L'ex 'Doctor Who' Matt Smith è il leader della family nel film di Mary Harron, che cerca di raccontare le seguaci del culto come le vittime che sono state prima e non le carnefici che sono diventate dopo il massacro di Bel Air.

Lo ripetono come un mantra, come il ritornello di una canzone, le ragazze della Manson Family: Charlie says, Charlie dice. “Dice che il passato non esiste, che viviamo nel momento, dice che se vogliamo possiamo diventare elfi con le ali, dice che ognuno deve fare la propria parte” (negli omicidi).

Tre dei quattro membri del culto responsabili dell’uccisione di Sharon Tate, che paralizzò Los Angeles nell’estate del 1969, erano ragazze di poco più di vent’anni: Lulu, Katie e Sadie. O almeno così le chiama Manson.
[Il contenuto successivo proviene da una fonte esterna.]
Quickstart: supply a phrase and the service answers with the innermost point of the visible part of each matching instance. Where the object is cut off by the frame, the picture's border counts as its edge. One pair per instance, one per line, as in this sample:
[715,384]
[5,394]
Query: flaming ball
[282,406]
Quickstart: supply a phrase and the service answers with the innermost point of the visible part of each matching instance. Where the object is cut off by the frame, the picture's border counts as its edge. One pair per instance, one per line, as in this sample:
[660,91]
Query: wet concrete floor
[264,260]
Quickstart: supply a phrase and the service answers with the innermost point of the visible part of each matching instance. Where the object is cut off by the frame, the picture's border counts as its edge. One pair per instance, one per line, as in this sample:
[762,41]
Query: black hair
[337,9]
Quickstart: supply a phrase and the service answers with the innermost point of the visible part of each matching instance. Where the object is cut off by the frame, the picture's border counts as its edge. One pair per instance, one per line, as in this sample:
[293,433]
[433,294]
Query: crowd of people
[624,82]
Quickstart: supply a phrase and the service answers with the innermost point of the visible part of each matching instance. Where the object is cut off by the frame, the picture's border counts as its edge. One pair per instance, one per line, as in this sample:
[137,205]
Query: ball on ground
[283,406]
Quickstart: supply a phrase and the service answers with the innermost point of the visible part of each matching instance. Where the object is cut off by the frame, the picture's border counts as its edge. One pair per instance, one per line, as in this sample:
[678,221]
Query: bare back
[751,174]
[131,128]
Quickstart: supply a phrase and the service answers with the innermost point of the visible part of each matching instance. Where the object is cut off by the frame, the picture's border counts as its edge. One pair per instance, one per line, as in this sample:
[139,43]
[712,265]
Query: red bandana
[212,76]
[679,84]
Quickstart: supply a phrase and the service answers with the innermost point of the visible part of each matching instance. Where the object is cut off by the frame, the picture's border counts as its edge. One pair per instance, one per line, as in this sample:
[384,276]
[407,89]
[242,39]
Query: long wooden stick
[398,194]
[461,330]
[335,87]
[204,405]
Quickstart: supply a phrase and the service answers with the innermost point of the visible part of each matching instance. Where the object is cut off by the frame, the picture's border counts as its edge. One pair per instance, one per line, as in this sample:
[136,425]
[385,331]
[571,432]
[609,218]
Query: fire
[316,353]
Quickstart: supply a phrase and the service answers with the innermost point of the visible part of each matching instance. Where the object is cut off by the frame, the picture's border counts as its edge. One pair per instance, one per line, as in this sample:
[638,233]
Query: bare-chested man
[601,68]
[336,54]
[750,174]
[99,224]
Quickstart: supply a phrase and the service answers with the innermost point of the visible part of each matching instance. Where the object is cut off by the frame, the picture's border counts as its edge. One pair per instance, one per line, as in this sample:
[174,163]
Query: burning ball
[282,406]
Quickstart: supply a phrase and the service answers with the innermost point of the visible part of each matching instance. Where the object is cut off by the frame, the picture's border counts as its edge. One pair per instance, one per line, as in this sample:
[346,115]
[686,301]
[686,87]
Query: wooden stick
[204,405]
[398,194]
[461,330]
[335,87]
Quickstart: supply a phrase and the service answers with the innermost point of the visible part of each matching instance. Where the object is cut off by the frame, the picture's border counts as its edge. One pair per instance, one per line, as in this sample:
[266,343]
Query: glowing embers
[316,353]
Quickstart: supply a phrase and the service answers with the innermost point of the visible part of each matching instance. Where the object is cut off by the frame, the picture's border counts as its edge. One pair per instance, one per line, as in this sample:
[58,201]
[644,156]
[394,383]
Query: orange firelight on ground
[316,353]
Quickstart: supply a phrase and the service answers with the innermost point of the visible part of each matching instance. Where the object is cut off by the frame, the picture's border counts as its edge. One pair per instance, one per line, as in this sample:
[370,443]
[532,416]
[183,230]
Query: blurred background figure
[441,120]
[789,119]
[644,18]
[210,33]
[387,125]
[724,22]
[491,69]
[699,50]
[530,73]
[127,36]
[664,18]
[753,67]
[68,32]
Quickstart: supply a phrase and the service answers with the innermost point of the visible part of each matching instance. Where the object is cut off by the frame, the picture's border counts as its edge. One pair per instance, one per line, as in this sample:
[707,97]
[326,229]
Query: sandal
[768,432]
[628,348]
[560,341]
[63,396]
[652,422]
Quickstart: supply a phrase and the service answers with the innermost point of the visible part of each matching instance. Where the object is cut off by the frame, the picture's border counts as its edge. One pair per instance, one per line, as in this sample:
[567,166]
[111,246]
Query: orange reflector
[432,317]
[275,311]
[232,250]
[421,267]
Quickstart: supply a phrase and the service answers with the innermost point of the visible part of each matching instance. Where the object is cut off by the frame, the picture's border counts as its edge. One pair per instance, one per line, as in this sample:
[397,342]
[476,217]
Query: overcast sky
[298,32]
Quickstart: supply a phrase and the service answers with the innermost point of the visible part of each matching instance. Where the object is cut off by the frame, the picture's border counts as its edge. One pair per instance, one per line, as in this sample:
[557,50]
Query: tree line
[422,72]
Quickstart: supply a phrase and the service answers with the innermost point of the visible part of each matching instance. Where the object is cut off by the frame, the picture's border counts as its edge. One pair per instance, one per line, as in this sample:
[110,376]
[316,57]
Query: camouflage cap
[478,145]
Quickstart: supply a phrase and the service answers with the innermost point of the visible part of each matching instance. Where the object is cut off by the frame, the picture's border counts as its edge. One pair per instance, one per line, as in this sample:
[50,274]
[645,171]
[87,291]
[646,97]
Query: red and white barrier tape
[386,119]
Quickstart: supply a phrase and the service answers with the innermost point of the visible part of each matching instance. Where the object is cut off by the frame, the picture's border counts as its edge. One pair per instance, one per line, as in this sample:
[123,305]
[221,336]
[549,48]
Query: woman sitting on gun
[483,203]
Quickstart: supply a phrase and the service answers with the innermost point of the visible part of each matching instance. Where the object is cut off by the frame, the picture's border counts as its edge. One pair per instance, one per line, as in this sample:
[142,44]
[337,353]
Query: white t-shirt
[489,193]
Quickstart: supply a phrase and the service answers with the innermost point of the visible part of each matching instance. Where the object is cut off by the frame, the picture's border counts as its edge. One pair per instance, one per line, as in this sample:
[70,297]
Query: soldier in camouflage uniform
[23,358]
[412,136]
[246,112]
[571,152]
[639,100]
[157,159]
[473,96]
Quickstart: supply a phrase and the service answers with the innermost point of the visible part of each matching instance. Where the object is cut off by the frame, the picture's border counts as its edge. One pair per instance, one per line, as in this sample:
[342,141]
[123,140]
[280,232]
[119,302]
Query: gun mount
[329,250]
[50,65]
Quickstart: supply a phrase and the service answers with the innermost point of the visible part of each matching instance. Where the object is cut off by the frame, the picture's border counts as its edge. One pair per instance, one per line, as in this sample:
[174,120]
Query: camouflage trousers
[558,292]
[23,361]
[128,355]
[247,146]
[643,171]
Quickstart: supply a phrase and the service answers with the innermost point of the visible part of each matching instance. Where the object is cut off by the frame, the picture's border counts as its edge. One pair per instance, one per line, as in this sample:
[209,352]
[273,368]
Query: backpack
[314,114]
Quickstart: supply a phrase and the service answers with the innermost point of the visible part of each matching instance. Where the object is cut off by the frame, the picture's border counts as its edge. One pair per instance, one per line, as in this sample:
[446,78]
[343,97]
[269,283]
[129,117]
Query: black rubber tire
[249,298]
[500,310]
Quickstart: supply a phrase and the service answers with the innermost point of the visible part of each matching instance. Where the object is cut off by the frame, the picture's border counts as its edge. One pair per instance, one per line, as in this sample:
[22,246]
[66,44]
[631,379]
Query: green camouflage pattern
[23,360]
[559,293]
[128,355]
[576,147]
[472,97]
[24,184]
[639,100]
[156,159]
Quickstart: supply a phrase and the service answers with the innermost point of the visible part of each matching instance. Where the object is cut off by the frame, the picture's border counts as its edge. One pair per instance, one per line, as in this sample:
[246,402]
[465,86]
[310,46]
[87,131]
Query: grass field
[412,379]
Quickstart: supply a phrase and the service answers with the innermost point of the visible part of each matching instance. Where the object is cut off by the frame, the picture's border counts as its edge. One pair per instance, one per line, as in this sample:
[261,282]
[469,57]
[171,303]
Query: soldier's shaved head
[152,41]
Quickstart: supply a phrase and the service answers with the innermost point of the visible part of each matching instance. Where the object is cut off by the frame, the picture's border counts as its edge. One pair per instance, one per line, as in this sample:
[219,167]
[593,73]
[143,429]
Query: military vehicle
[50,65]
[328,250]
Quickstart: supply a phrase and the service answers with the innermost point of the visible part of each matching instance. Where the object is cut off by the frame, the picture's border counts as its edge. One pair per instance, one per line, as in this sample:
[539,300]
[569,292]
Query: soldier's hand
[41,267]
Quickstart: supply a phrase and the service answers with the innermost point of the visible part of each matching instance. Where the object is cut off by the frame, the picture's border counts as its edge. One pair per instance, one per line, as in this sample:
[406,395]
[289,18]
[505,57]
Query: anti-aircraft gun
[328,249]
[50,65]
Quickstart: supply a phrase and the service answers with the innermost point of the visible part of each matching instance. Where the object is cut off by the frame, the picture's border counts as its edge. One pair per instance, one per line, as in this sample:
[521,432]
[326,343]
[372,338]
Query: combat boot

Perché annullarsi è il primo step per entrare nelle grazie di Charlie, il secondo è obbedire. Anche quando Charlie dice loro di togliere la vita a qualcuno.

In attesa di vedere la prospettiva di Quentin Tarantino sulla vicenda, che fa da sfondo al suo nono film Once Upon a Time in Hollywood, la regista di American Psycho Mary Harron cerca di entrare nella mente e nel cuore delle ragazze di Manson. E di inquadrarle non per le carnefici che sono diventate dopo il massacro di Bel Air, ma per le vittime che sono state prima. Vittime di quello che Charlie dice, ordina, comanda. All’inizio, quando tutti i seguaci vivono a mo’ di comune allo Spahn Ranch, e alla fine, quando tutto precipita per il rifiuto di un celebre discografico. Perché Manson sognava di diventare un cantante e, appurato che non succederà, bisogna innescare l’Helter Skelter, l’Apocalisse.

«Oltre alla figura di Manson, quello che mi ha colpito di questo progetto, sono queste tre giovani che ha plasmato completamente. A differenza di lui, loro non erano folli, ma sono state tirate dentro i suoi deliri senza riuscire ad uscirne» spiega Matt Smith, l’ex Doctor Who (e principe Filippo di The Crown) che canalizza il magnetismo, l’egocentrismo, la lucida follia del leader della family. E ci riesce meglio e in maniera più interessante quando canta imbracciando la chitarra con cui si fa scudo del mondo, quando incarna il Manson musicista frustrato, che riesce a convincere i Beach Boys a registrare una delle sue canzoni ma non riesce a farsi scritturare da un’etichetta: «Mi sono affezionato ai capelli lunghi e alla barba incolta, è stato un buon modo per far scomparire Matt e far apparire Manson». Nei panni di Lulu, prima spaventata e sorpresa, poi affascinata e complice, c’è Hannah Murray, la Gilly di Game of Thrones.

Dal resoconto della vita delle donne in prigione, dove una dottoranda tenta di un percorso di riabilitazione psicologica del trio, ai lunghi flashback sulla vita della famiglia, fino alle sequenze fin troppo indagate (per gli obiettivi del film) degli omicidi, Charlie says ricostruisce bene (anche nella fotografia) le atmosfere e analizza i meccanismi di conquista della fiducia e di sottomissione violenta usati da Manson. Ma non riesce mai a decidere come drammatizzare l’indiscutibile partecipazione delle ragazze agli omicidi.